Ces espoirs se fonderaient entre autres sur des premiers résultats d’études en Toscane, démontrant l’intérêt d’un biochar pour lutter contre le stress hydrique de vignes. Avec le biochar, l’étude italienne constate « une augmentation du rendement. La disponibilité de l’eau était supérieure de 45 %. Il y avait plus de grappes. Et c’est sans impacter la qualité », rapporte Claire Chastrusse, en évoquant en même temps des effets bénéfiques de décompactage du sol ou d’élévation de son pH.
Difficile d’extraire un biochar intégré dans un sol
En France aussi, des essais dévoilent des bénéfices concrets, déjà dans le domaine de la dépollution. Domenico Morabito montre par exemple la photo d’un terrain « où rien ne poussait depuis 100 ans. On est parti d’un sable riche en plomb, on était à 20 g/kg, et en arsenic. Grâce à l’utilisation de ces biochars, nous avons réussi à y implanter des végétaux », narre le maître de conférences à l’université d’Orléans.
Maud Tragin, chargée d’expérimentation à Astrodhor, alerte néanmoins : « Il est très difficile d’extraire un biochar intégré dans un sol. S’il n’a pas l’effet escompté, on peut très bien constater un effet dépressif et à long terme sur la parcelle. » Devant le besoin d’éclairages, le biochar n’a pas fini d’animer les mondes scientifique comme économique. Jacques Bernard (référent bois et économie circulaire à Aile) remarque en effet : « À notre salon de l’énergie Bio360, le mot biochar n’existait pas avant 2020. À la dernière édition, nous avions 63 exposants autour de ce sujet. »

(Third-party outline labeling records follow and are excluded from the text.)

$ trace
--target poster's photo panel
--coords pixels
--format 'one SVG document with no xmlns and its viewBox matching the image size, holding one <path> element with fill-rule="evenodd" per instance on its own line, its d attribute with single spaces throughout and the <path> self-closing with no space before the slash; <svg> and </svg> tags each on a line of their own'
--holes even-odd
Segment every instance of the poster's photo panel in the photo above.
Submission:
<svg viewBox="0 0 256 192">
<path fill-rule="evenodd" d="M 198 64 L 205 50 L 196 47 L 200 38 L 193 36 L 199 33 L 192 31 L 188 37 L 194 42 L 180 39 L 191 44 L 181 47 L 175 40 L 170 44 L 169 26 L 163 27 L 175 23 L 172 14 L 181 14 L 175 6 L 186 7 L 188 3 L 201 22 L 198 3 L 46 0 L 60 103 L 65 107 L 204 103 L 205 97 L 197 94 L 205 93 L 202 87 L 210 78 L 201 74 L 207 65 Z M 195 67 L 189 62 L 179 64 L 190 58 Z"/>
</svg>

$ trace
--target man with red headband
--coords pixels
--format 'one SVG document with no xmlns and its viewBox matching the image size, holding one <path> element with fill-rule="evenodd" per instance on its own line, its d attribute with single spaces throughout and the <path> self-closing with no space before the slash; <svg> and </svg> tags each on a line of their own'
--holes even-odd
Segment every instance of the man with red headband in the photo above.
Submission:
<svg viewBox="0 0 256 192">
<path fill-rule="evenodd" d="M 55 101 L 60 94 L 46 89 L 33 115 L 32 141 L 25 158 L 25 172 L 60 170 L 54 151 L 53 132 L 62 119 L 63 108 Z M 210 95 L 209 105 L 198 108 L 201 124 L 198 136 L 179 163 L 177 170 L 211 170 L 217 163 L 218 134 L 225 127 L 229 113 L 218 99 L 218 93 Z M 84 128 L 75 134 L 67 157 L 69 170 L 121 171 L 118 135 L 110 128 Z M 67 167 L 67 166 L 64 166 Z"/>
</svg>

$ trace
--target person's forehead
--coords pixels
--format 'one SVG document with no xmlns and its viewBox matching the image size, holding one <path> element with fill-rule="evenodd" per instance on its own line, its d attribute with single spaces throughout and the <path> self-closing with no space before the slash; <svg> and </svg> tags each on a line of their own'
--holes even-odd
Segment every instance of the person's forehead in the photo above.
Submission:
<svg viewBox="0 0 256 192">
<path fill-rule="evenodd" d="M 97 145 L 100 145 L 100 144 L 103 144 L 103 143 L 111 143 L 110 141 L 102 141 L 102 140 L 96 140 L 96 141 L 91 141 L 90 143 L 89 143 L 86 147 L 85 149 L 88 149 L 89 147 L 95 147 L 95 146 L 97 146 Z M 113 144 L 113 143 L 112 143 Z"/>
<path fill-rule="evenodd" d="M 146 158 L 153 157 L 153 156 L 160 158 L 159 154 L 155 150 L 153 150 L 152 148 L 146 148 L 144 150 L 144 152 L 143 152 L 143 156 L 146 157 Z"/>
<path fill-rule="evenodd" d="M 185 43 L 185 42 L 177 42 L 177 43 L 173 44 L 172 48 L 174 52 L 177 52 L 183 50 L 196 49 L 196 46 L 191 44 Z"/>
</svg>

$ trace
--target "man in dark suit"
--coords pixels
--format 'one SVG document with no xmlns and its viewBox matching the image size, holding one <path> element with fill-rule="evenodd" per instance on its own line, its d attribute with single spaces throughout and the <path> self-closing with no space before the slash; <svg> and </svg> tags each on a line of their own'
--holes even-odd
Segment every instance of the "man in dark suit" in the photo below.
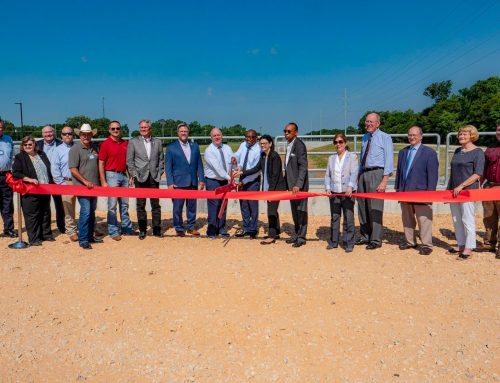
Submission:
<svg viewBox="0 0 500 383">
<path fill-rule="evenodd" d="M 205 188 L 205 175 L 201 160 L 200 148 L 197 143 L 189 141 L 189 126 L 186 123 L 177 125 L 179 139 L 167 146 L 165 155 L 165 172 L 169 189 L 197 190 Z M 182 209 L 186 203 L 187 232 L 199 236 L 195 228 L 196 199 L 172 200 L 174 229 L 179 237 L 184 237 Z"/>
<path fill-rule="evenodd" d="M 422 129 L 413 126 L 408 130 L 408 142 L 399 151 L 395 189 L 398 192 L 436 190 L 439 178 L 437 154 L 422 145 Z M 401 202 L 405 242 L 400 250 L 417 247 L 415 227 L 418 222 L 422 246 L 420 254 L 432 253 L 432 204 Z M 415 220 L 416 218 L 416 220 Z"/>
<path fill-rule="evenodd" d="M 163 147 L 159 138 L 151 137 L 151 121 L 139 122 L 139 136 L 132 138 L 127 146 L 127 168 L 130 186 L 137 188 L 160 188 L 160 178 L 165 169 Z M 159 198 L 150 198 L 153 235 L 161 237 L 161 206 Z M 146 238 L 148 216 L 146 198 L 137 198 L 137 223 L 139 239 Z"/>
<path fill-rule="evenodd" d="M 307 149 L 304 142 L 297 138 L 299 127 L 291 122 L 285 126 L 287 141 L 285 156 L 285 181 L 287 189 L 296 195 L 299 191 L 309 190 L 307 168 Z M 287 239 L 293 247 L 300 247 L 306 243 L 307 234 L 307 198 L 290 200 L 292 218 L 295 225 L 295 235 Z"/>
<path fill-rule="evenodd" d="M 36 143 L 37 150 L 44 152 L 52 164 L 55 160 L 56 147 L 63 142 L 59 138 L 55 138 L 54 128 L 50 125 L 45 125 L 42 128 L 42 136 L 43 139 Z M 66 225 L 64 222 L 66 214 L 64 213 L 62 198 L 60 195 L 53 194 L 52 200 L 54 201 L 54 207 L 56 209 L 57 228 L 61 234 L 64 234 L 66 232 Z"/>
</svg>

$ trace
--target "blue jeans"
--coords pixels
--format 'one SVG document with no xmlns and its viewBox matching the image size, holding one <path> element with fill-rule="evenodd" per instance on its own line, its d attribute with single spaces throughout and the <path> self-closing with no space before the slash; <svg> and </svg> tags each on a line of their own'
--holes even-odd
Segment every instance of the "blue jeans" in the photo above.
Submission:
<svg viewBox="0 0 500 383">
<path fill-rule="evenodd" d="M 128 177 L 126 174 L 106 171 L 106 182 L 110 187 L 128 187 Z M 132 233 L 132 221 L 128 215 L 128 198 L 108 197 L 108 233 L 110 237 L 120 235 L 118 220 L 116 218 L 116 204 L 120 206 L 121 232 Z"/>
<path fill-rule="evenodd" d="M 243 191 L 259 191 L 259 179 L 243 184 Z M 257 234 L 259 223 L 259 201 L 240 199 L 241 216 L 243 217 L 243 231 Z"/>
<path fill-rule="evenodd" d="M 95 209 L 97 197 L 78 197 L 80 217 L 78 217 L 78 242 L 89 243 L 94 238 Z"/>
</svg>

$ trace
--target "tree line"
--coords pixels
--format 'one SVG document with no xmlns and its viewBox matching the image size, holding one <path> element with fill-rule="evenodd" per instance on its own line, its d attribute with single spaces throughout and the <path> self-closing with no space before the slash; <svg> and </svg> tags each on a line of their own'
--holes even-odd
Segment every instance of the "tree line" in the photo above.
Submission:
<svg viewBox="0 0 500 383">
<path fill-rule="evenodd" d="M 424 133 L 438 133 L 444 140 L 449 132 L 456 132 L 466 124 L 474 125 L 480 132 L 494 131 L 500 120 L 500 77 L 479 80 L 455 94 L 452 94 L 452 87 L 451 80 L 426 87 L 423 94 L 430 97 L 433 104 L 421 112 L 412 109 L 366 111 L 357 127 L 348 128 L 348 134 L 365 133 L 365 117 L 372 112 L 380 115 L 382 129 L 387 133 L 406 134 L 411 126 L 418 125 Z M 343 129 L 323 129 L 321 132 L 335 134 L 343 132 Z M 320 131 L 309 134 L 320 134 Z"/>
<path fill-rule="evenodd" d="M 434 103 L 421 112 L 415 112 L 412 109 L 406 111 L 384 111 L 369 110 L 359 119 L 358 126 L 349 126 L 348 134 L 362 134 L 365 132 L 365 116 L 368 113 L 376 112 L 381 117 L 382 128 L 387 133 L 405 134 L 412 125 L 422 127 L 424 133 L 438 133 L 444 140 L 449 132 L 458 131 L 466 124 L 472 124 L 482 131 L 493 131 L 497 122 L 500 120 L 500 77 L 490 77 L 487 80 L 479 80 L 470 88 L 460 89 L 452 94 L 453 83 L 451 80 L 435 82 L 425 88 L 423 94 L 430 97 Z M 108 125 L 111 122 L 108 118 L 92 119 L 88 116 L 78 115 L 68 117 L 63 123 L 51 124 L 59 133 L 61 129 L 68 125 L 72 128 L 79 128 L 83 123 L 90 124 L 97 128 L 98 137 L 106 137 Z M 152 122 L 153 135 L 156 137 L 175 137 L 177 135 L 177 125 L 181 120 L 159 119 Z M 215 125 L 204 124 L 198 121 L 192 121 L 189 124 L 191 136 L 209 136 L 210 131 Z M 33 137 L 42 136 L 43 126 L 25 125 L 22 128 L 14 126 L 13 123 L 6 121 L 8 134 L 14 140 L 20 140 L 26 135 Z M 240 124 L 220 127 L 225 136 L 242 136 L 246 127 Z M 122 125 L 123 135 L 128 136 L 130 129 Z M 343 129 L 322 129 L 314 130 L 307 135 L 335 134 L 343 132 Z M 138 135 L 135 129 L 131 135 Z M 260 133 L 260 132 L 258 132 Z M 59 134 L 58 134 L 59 135 Z M 207 140 L 207 143 L 209 140 Z"/>
</svg>

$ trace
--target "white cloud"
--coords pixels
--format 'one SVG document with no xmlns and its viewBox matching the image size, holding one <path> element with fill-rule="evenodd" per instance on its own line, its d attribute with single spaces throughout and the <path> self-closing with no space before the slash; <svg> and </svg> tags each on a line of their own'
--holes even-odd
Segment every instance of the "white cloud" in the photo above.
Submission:
<svg viewBox="0 0 500 383">
<path fill-rule="evenodd" d="M 260 49 L 259 48 L 253 48 L 253 49 L 248 50 L 247 53 L 250 54 L 250 55 L 253 55 L 253 56 L 257 56 L 260 53 Z"/>
</svg>

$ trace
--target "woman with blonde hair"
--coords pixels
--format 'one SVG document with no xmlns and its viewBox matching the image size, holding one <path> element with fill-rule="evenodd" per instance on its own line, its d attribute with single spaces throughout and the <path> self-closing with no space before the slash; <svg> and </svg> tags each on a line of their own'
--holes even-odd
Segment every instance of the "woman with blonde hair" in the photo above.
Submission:
<svg viewBox="0 0 500 383">
<path fill-rule="evenodd" d="M 349 152 L 347 137 L 336 134 L 333 138 L 336 153 L 328 158 L 325 173 L 325 190 L 327 194 L 340 194 L 330 197 L 331 235 L 328 240 L 328 250 L 339 245 L 340 218 L 344 214 L 342 241 L 346 253 L 354 247 L 354 199 L 353 191 L 358 186 L 359 163 L 356 153 Z"/>
<path fill-rule="evenodd" d="M 464 189 L 479 189 L 479 179 L 484 170 L 484 153 L 474 144 L 478 138 L 479 134 L 473 125 L 465 125 L 458 131 L 460 147 L 455 150 L 451 159 L 447 187 L 447 190 L 453 190 L 455 198 Z M 464 260 L 470 257 L 472 249 L 476 247 L 475 203 L 451 203 L 450 209 L 458 249 L 452 247 L 448 252 L 458 253 L 458 259 Z"/>
</svg>

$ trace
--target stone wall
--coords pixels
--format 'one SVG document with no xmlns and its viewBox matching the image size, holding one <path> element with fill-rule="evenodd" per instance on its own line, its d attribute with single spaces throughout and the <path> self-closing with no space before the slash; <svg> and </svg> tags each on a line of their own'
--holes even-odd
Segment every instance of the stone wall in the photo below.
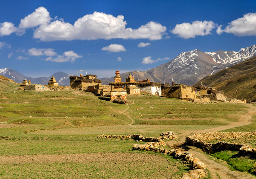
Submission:
<svg viewBox="0 0 256 179">
<path fill-rule="evenodd" d="M 154 86 L 145 86 L 140 87 L 140 92 L 152 95 L 161 95 L 161 87 Z"/>
<path fill-rule="evenodd" d="M 195 88 L 183 84 L 175 84 L 163 88 L 163 96 L 166 98 L 195 99 Z"/>
<path fill-rule="evenodd" d="M 182 153 L 179 149 L 168 150 L 163 147 L 158 148 L 161 145 L 158 142 L 148 142 L 145 144 L 134 144 L 132 145 L 133 150 L 152 151 L 160 152 L 164 155 L 173 156 L 176 159 L 180 159 L 190 164 L 192 170 L 188 173 L 183 174 L 180 179 L 200 179 L 207 176 L 208 172 L 204 163 L 200 161 L 197 158 L 194 158 L 195 155 L 190 152 Z"/>
<path fill-rule="evenodd" d="M 111 100 L 118 98 L 121 98 L 124 99 L 127 99 L 126 91 L 111 91 L 110 95 Z"/>
<path fill-rule="evenodd" d="M 246 100 L 244 99 L 236 99 L 236 98 L 228 98 L 225 101 L 225 103 L 242 103 L 246 104 Z"/>
<path fill-rule="evenodd" d="M 204 103 L 210 102 L 210 98 L 207 96 L 198 96 L 194 99 L 194 102 L 197 103 Z"/>
<path fill-rule="evenodd" d="M 180 86 L 181 98 L 195 99 L 195 89 L 189 86 Z"/>
<path fill-rule="evenodd" d="M 24 89 L 25 90 L 49 91 L 50 90 L 46 86 L 36 84 L 26 86 Z"/>
<path fill-rule="evenodd" d="M 251 132 L 204 133 L 186 137 L 186 143 L 200 148 L 209 153 L 221 150 L 238 151 L 241 155 L 246 155 L 255 158 L 256 156 L 256 149 L 253 148 L 250 145 L 223 141 L 212 144 L 205 141 L 214 139 L 236 139 L 241 137 L 255 136 L 256 136 L 256 131 Z"/>
</svg>

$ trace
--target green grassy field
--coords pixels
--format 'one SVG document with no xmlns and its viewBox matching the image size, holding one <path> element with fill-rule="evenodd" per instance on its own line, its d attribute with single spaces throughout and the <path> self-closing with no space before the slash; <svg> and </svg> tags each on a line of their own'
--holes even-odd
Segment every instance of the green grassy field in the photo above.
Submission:
<svg viewBox="0 0 256 179">
<path fill-rule="evenodd" d="M 131 150 L 133 144 L 142 142 L 96 137 L 134 133 L 158 137 L 166 130 L 181 136 L 238 121 L 248 108 L 241 104 L 195 104 L 147 95 L 128 95 L 135 104 L 125 105 L 84 92 L 20 91 L 17 87 L 9 81 L 0 83 L 0 158 L 120 153 L 155 156 L 151 152 Z M 134 122 L 132 125 L 131 118 Z M 189 169 L 171 156 L 156 156 L 151 160 L 157 165 L 146 159 L 124 164 L 117 159 L 109 163 L 102 160 L 99 165 L 94 162 L 52 159 L 50 164 L 17 164 L 0 159 L 0 178 L 178 178 Z M 111 167 L 113 170 L 109 170 L 111 164 L 115 166 Z"/>
</svg>

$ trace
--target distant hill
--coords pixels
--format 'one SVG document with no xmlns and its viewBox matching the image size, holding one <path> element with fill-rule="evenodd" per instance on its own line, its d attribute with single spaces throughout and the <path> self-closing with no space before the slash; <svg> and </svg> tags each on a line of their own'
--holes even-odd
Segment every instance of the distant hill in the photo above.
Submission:
<svg viewBox="0 0 256 179">
<path fill-rule="evenodd" d="M 6 77 L 4 76 L 3 76 L 1 75 L 0 75 L 0 80 L 5 80 L 6 81 L 12 81 L 14 83 L 16 83 L 16 82 L 15 82 L 15 81 L 14 81 L 12 80 L 11 80 L 11 79 L 9 79 L 7 77 Z"/>
<path fill-rule="evenodd" d="M 229 98 L 236 98 L 256 101 L 256 57 L 245 60 L 214 75 L 208 75 L 193 86 L 203 84 L 216 87 L 223 90 Z"/>
<path fill-rule="evenodd" d="M 62 72 L 58 72 L 49 77 L 32 78 L 26 76 L 21 73 L 9 68 L 0 69 L 0 75 L 10 78 L 17 83 L 22 83 L 25 79 L 30 80 L 32 84 L 47 85 L 52 76 L 54 76 L 59 86 L 70 86 L 70 75 Z"/>
<path fill-rule="evenodd" d="M 154 82 L 177 83 L 192 85 L 209 75 L 216 73 L 247 59 L 256 56 L 256 46 L 242 50 L 204 52 L 198 49 L 183 52 L 168 62 L 145 71 L 135 70 L 121 74 L 125 81 L 130 72 L 139 80 L 147 78 Z M 114 75 L 114 72 L 113 72 Z M 113 82 L 113 77 L 100 79 L 104 84 Z"/>
</svg>

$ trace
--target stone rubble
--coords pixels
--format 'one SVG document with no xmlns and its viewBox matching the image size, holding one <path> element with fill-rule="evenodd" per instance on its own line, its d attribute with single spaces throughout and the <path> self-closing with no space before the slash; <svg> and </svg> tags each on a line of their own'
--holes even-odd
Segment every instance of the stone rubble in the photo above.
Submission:
<svg viewBox="0 0 256 179">
<path fill-rule="evenodd" d="M 143 141 L 145 142 L 158 142 L 160 144 L 160 146 L 163 146 L 166 145 L 166 143 L 160 138 L 156 137 L 144 137 L 141 134 L 127 134 L 126 136 L 116 136 L 116 135 L 108 135 L 105 136 L 102 134 L 101 136 L 98 136 L 98 138 L 114 138 L 114 139 L 132 139 L 134 140 L 138 141 Z"/>
<path fill-rule="evenodd" d="M 124 99 L 123 98 L 118 98 L 117 99 L 115 99 L 113 101 L 113 103 L 118 103 L 121 104 L 134 104 L 134 103 L 132 101 L 131 101 L 127 99 Z"/>
<path fill-rule="evenodd" d="M 254 132 L 239 132 L 230 133 L 213 132 L 212 133 L 204 133 L 201 134 L 193 134 L 189 136 L 190 139 L 195 139 L 201 141 L 211 141 L 214 139 L 237 139 L 242 137 L 248 137 L 256 136 L 256 131 Z"/>
<path fill-rule="evenodd" d="M 243 155 L 256 156 L 256 149 L 250 145 L 237 143 L 219 141 L 215 144 L 207 142 L 215 139 L 236 139 L 241 137 L 249 137 L 256 136 L 256 131 L 250 132 L 212 133 L 193 134 L 186 137 L 186 143 L 196 146 L 209 153 L 221 150 L 238 151 Z"/>
<path fill-rule="evenodd" d="M 192 170 L 190 170 L 188 173 L 183 173 L 180 179 L 200 179 L 207 176 L 208 172 L 206 166 L 197 158 L 194 158 L 194 154 L 190 152 L 182 153 L 179 149 L 168 150 L 163 147 L 158 148 L 160 146 L 158 142 L 148 142 L 143 144 L 134 144 L 132 145 L 132 150 L 160 152 L 184 160 L 186 163 L 191 165 Z"/>
<path fill-rule="evenodd" d="M 165 139 L 178 139 L 178 136 L 174 135 L 173 132 L 167 131 L 164 133 L 162 133 L 159 138 L 163 140 Z"/>
</svg>

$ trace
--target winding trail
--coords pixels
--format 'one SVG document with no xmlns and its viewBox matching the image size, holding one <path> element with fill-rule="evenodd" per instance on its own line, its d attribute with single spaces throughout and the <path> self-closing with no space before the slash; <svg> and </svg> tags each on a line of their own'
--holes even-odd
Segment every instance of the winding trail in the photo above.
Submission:
<svg viewBox="0 0 256 179">
<path fill-rule="evenodd" d="M 251 104 L 246 104 L 250 107 L 248 109 L 247 113 L 242 115 L 240 122 L 231 122 L 229 125 L 221 126 L 211 129 L 195 131 L 193 133 L 199 133 L 204 132 L 210 132 L 214 131 L 219 131 L 233 127 L 249 125 L 252 123 L 253 116 L 256 115 L 256 107 Z M 166 144 L 169 147 L 174 145 L 181 145 L 185 143 L 186 136 L 191 134 L 191 132 L 187 132 L 180 135 L 180 141 L 178 142 L 175 141 L 167 142 Z M 223 162 L 220 163 L 216 162 L 214 159 L 211 159 L 209 155 L 204 153 L 201 149 L 194 147 L 189 147 L 190 149 L 188 151 L 195 154 L 195 156 L 204 163 L 210 171 L 212 179 L 253 179 L 256 177 L 246 172 L 240 172 L 238 171 L 232 171 L 228 167 L 228 165 L 226 162 Z M 218 174 L 217 174 L 218 173 Z M 218 176 L 218 175 L 220 176 Z"/>
</svg>

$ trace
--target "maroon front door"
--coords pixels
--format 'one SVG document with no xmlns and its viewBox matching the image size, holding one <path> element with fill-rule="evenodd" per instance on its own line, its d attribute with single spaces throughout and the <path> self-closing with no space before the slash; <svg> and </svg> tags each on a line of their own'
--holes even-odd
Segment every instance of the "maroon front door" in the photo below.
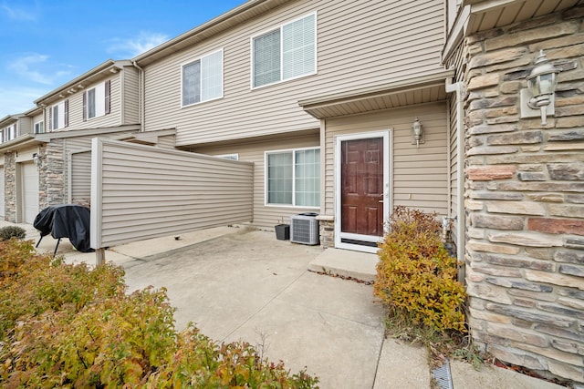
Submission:
<svg viewBox="0 0 584 389">
<path fill-rule="evenodd" d="M 340 148 L 341 232 L 382 236 L 383 138 L 345 140 Z"/>
</svg>

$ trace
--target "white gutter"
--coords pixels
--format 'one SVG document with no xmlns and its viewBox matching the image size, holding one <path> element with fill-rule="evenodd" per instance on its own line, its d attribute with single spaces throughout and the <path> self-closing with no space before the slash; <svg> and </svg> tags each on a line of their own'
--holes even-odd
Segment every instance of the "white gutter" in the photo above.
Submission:
<svg viewBox="0 0 584 389">
<path fill-rule="evenodd" d="M 446 80 L 446 93 L 456 92 L 456 164 L 458 166 L 457 177 L 458 181 L 458 208 L 456 210 L 456 258 L 458 261 L 464 261 L 464 132 L 463 128 L 464 112 L 463 107 L 463 86 L 464 83 L 459 81 L 452 82 L 452 79 Z M 464 268 L 462 268 L 464 271 Z M 464 281 L 464 274 L 459 271 L 459 281 Z"/>
<path fill-rule="evenodd" d="M 144 124 L 144 118 L 145 118 L 145 114 L 144 111 L 146 110 L 146 103 L 145 103 L 145 91 L 144 91 L 144 69 L 142 69 L 141 67 L 140 67 L 138 66 L 138 64 L 136 63 L 136 61 L 132 61 L 131 65 L 136 67 L 138 69 L 138 72 L 140 73 L 140 77 L 138 77 L 139 81 L 139 86 L 138 87 L 140 88 L 140 132 L 144 132 L 144 128 L 145 128 L 145 124 Z"/>
</svg>

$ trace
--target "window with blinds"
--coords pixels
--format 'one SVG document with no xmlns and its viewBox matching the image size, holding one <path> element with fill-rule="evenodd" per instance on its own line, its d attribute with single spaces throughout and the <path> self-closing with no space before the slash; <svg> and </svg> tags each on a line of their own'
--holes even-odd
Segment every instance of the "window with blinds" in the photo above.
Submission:
<svg viewBox="0 0 584 389">
<path fill-rule="evenodd" d="M 252 39 L 254 87 L 316 73 L 316 22 L 311 14 Z"/>
<path fill-rule="evenodd" d="M 319 206 L 320 148 L 267 152 L 266 168 L 266 204 Z"/>
<path fill-rule="evenodd" d="M 83 92 L 83 121 L 108 115 L 111 111 L 111 80 Z"/>
<path fill-rule="evenodd" d="M 223 97 L 223 50 L 182 65 L 182 107 Z"/>
</svg>

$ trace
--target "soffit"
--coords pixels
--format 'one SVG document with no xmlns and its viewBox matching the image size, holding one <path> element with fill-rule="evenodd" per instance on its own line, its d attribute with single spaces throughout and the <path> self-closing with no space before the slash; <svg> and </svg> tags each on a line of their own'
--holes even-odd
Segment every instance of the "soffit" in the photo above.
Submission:
<svg viewBox="0 0 584 389">
<path fill-rule="evenodd" d="M 442 71 L 391 84 L 298 101 L 316 118 L 328 118 L 396 108 L 446 99 L 445 80 L 454 70 Z"/>
<path fill-rule="evenodd" d="M 174 39 L 171 39 L 136 56 L 133 58 L 133 61 L 141 67 L 147 66 L 160 58 L 190 47 L 201 41 L 233 28 L 237 25 L 257 17 L 289 1 L 290 0 L 249 0 L 231 11 L 220 15 L 214 19 L 187 31 Z"/>
<path fill-rule="evenodd" d="M 39 145 L 41 143 L 43 142 L 36 139 L 34 135 L 25 134 L 0 144 L 0 153 L 21 150 L 23 148 L 29 148 L 30 146 Z"/>
<path fill-rule="evenodd" d="M 584 0 L 464 0 L 470 5 L 467 34 L 490 30 L 513 23 L 584 5 Z"/>
<path fill-rule="evenodd" d="M 129 66 L 131 66 L 129 60 L 114 61 L 113 59 L 109 59 L 89 72 L 82 74 L 67 84 L 63 84 L 58 88 L 50 91 L 42 97 L 37 98 L 35 100 L 35 104 L 38 106 L 48 105 L 66 98 L 95 82 L 120 72 L 123 69 L 123 67 Z"/>
</svg>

2023 : année des premières assises nationales des biochars
Aile, B2E et Unilasalle organisaient en mars, à Rennes, les assises nationales des biochars. Elles concrétisent les travaux du programme européen Interreg Three C qui se consacrait au développement des filières de charbons bio-sourcés, durables et respectueux des enjeux climatiques.